9 thoughts on “The Pentagon Insists That Reporters Don’t Publish Secrets and Information It Doesn’t Want Revealed? Good!

  1. No question about it. We seem to have reached a point where it has become fashionable to make up rights that never existed. The Left’s recent habit of interpreting some enumerated rights stringently and some far more broadly than ever intended is almost amusing if it weren’t so seriously maladjusted.

  2. For the life of me, I can’t understand why news media aren’t happy to just publish whatever officially authorized spokespersons in the DoD spoon feed to them. It would make their job so much easier. They can’t believe there would be anything more that the public needs to know.

    On this site, presidential spokespersons are regularly referred to as paid liars. I am grateful that those in the DoD are different, universally candid and honest. That has been the long tradition in the DoD, and there is no reason at all to suspect differently.

    • Churchill’s term “bodyguard of lies” is always applicable. National defense and the militaray have to have a measure of secrecy inappropriate to other areas of the government. And you know that. I smell a devil’s advocate….

      • You smell the devil; I smell a rat. There is no reason to trust either Trump or Hegspeth on this. Maybe not me, either; my youth was significantly impacted by the ‘bodyguard of lies’ about Vietnam, and that can change one’s perspective. Even for a government spokesman, which became my fate for awhile.

        We saw Hillary’s tap-dancing around the issue of using an insecure server so she wouldn’t be burdened by having (in reality, her staff) to carry two cell phones. We saw Hegspeth (sorry, my mind keeps saying Hogspit) say that giving away attack plans was nothing. Both, liars.

        People like that cannot be trusted. The counter is a free press. For that to exist, we have to accept bias, misreporting, attack journalism, and every other journalistic flaw.

        Or, alternatively, we can just submit. Both left and right would like that.

  3. As a commissioned active duty officer I had an occasion to enter the Pentagon in uniform. I was given a clip on tag that boldly said VISITOR. I was led to the place of my appointment. Whe my business was complete I was led bak to the entrance where the tag was removed before exiting th ebuilding. I see no reason why the Press will not comply with the same rules. I also see n reason why the Presss have actual office space inthe Pentagon. The photo of them leaving en masse carrying office equipment made me ask if they are in fact stealing government property?

  4. Wow! Three rather non-controversial requirements laid out in less than two-dozen words!

    So, why in the world did it take 17 pages for Hegspeth to specify the restrictions. Could there possibly be something, anything, beyond those three requirements that got the press annoyed?

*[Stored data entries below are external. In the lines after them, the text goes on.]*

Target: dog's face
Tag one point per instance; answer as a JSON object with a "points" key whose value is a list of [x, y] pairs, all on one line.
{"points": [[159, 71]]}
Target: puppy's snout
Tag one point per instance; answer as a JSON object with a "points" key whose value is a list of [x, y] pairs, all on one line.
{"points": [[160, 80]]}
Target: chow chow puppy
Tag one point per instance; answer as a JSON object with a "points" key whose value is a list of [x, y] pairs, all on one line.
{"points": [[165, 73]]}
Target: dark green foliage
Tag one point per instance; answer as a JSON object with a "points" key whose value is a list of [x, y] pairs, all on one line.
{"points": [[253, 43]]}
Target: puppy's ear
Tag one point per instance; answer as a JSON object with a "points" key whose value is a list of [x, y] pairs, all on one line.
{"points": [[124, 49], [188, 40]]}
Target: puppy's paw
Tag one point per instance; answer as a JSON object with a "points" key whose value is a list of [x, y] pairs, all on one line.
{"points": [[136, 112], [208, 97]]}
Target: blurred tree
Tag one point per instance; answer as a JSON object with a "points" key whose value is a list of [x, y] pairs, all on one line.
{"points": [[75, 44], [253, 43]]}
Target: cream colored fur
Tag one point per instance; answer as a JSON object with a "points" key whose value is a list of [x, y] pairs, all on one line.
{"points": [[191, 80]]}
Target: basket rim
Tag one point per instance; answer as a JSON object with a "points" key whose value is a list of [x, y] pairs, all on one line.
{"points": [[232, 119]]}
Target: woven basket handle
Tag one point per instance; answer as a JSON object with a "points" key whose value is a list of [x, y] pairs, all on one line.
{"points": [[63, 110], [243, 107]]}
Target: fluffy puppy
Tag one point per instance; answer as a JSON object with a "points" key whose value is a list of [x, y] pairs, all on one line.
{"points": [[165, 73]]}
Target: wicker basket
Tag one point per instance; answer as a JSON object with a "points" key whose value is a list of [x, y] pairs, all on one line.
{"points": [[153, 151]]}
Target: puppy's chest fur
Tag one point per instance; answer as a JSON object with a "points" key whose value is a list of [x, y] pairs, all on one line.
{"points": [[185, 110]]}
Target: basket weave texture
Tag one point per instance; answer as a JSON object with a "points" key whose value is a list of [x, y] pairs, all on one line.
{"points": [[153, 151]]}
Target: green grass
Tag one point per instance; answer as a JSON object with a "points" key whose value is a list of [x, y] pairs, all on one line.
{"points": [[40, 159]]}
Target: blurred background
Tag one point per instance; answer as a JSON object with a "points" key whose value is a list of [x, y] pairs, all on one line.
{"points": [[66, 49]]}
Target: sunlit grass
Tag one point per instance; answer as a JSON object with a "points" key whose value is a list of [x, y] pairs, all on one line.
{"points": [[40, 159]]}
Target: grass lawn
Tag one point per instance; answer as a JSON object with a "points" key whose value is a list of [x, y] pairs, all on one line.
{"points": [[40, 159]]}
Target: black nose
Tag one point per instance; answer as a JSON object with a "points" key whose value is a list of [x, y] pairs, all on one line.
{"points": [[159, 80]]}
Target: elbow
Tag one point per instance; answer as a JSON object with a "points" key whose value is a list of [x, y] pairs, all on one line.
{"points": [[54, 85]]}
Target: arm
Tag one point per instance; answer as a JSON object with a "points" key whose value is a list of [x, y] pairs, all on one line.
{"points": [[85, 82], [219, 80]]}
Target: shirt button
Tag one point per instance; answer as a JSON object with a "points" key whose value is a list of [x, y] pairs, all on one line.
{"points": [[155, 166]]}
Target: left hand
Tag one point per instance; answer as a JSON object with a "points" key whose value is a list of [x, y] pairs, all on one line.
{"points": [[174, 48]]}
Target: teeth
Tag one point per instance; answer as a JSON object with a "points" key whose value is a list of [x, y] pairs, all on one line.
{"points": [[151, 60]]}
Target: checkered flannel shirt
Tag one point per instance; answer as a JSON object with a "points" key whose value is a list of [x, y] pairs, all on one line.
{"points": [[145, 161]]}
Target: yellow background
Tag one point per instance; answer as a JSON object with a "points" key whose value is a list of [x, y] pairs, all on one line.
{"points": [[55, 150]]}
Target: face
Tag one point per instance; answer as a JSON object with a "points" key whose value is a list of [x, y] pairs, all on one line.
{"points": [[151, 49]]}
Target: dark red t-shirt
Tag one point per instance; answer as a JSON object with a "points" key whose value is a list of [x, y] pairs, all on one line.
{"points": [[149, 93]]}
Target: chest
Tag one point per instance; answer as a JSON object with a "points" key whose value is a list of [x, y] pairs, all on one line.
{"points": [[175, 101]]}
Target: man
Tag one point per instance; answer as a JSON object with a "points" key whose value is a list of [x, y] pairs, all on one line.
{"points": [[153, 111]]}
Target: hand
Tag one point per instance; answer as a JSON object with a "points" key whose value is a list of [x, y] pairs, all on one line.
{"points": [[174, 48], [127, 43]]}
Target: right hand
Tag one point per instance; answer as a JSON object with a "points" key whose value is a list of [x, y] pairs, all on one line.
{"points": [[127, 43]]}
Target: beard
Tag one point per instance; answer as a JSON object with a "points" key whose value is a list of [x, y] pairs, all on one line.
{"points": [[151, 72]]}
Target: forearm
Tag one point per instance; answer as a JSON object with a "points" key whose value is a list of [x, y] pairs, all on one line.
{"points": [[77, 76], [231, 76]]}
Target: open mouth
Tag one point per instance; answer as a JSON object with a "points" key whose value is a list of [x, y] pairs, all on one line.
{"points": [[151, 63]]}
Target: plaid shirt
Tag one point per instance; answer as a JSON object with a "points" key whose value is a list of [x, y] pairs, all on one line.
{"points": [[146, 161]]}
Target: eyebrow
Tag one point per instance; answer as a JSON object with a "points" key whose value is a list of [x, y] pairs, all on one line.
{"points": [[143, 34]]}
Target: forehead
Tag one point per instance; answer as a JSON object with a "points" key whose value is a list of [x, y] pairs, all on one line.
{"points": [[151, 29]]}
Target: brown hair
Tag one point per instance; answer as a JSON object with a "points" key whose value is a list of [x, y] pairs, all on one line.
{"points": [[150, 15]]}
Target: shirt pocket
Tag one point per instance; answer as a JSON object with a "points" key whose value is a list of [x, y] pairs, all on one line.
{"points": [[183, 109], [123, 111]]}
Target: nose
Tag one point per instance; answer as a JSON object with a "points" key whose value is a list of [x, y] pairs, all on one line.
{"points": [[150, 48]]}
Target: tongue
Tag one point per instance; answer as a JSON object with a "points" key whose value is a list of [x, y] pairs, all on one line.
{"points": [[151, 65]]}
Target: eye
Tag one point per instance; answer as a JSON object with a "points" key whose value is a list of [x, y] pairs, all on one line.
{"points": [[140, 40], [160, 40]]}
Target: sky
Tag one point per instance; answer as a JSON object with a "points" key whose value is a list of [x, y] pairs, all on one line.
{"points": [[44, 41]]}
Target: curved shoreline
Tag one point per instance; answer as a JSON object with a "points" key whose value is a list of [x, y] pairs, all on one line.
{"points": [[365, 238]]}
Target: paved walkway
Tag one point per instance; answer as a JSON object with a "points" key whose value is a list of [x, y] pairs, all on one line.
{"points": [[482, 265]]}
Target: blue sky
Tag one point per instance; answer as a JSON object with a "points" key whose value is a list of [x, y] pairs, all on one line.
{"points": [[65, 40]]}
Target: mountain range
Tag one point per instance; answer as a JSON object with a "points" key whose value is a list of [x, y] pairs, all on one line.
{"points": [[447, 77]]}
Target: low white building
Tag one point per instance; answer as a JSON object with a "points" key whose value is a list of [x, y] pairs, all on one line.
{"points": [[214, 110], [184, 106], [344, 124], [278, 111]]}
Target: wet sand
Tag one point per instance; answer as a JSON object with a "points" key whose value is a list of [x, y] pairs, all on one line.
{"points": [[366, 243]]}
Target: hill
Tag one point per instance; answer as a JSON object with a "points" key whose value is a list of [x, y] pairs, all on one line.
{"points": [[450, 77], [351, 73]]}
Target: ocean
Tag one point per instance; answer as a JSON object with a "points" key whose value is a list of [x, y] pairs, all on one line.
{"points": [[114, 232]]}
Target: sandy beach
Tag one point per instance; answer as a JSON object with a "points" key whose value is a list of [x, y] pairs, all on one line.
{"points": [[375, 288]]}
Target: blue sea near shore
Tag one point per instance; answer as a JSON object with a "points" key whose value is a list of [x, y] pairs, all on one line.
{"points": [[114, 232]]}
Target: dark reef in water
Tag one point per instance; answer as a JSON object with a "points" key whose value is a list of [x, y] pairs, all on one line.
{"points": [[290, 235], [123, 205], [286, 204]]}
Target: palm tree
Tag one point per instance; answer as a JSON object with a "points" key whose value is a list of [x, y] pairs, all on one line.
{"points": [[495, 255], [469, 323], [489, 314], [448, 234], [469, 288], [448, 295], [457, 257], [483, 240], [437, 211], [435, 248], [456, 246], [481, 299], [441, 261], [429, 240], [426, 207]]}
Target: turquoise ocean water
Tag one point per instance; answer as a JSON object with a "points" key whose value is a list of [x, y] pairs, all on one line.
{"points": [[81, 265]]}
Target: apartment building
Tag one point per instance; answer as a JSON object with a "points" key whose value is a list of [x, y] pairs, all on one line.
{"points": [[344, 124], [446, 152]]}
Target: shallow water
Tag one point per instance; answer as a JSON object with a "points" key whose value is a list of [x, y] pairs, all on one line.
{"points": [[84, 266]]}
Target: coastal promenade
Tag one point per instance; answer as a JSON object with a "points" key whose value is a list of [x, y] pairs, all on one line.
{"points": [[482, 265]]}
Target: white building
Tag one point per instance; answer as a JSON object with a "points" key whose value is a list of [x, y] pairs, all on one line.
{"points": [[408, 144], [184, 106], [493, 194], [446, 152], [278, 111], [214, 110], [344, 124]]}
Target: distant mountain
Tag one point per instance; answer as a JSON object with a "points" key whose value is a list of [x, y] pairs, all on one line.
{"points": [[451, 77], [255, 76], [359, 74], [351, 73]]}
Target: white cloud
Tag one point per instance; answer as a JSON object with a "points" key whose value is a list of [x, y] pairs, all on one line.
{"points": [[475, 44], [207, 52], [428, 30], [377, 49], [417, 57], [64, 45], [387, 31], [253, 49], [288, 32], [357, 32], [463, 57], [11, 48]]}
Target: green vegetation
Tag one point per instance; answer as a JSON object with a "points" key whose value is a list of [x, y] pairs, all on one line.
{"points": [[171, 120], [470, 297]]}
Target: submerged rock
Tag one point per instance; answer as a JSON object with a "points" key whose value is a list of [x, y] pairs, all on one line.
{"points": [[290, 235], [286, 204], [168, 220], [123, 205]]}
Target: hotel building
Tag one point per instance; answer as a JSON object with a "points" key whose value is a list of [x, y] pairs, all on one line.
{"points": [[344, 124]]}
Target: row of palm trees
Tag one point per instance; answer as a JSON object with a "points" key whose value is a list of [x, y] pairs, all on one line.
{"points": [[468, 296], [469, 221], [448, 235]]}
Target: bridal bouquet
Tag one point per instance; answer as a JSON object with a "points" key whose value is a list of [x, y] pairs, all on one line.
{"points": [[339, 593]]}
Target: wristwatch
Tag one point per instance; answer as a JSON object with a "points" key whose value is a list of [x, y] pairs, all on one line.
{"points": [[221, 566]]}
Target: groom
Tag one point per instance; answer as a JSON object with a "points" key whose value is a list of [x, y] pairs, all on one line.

    Anyone here seen the whole thing?

  5. skimmed it, having been military, contractor, and government employee, nothing is out of the ordinary for limited access to secure areas. Requiring signatures might be new to the press, but is not unusual.

  6. O. M. G.

    I just want to reiterate what others have already said: in every government building I’ve ever been to, and certainly any area where classified information might be found, I’ve always had to abide by those exact same restrictions AND MORE, even when the location was the regular workplace to which I reported for work every day.

    (My badge would identify me as a “contractor” or “visitor” rather than “Press” of course.)

    The Press are being entitled whiny babies here, complete with a temper tantrum. I say don’t let ANY of them back in.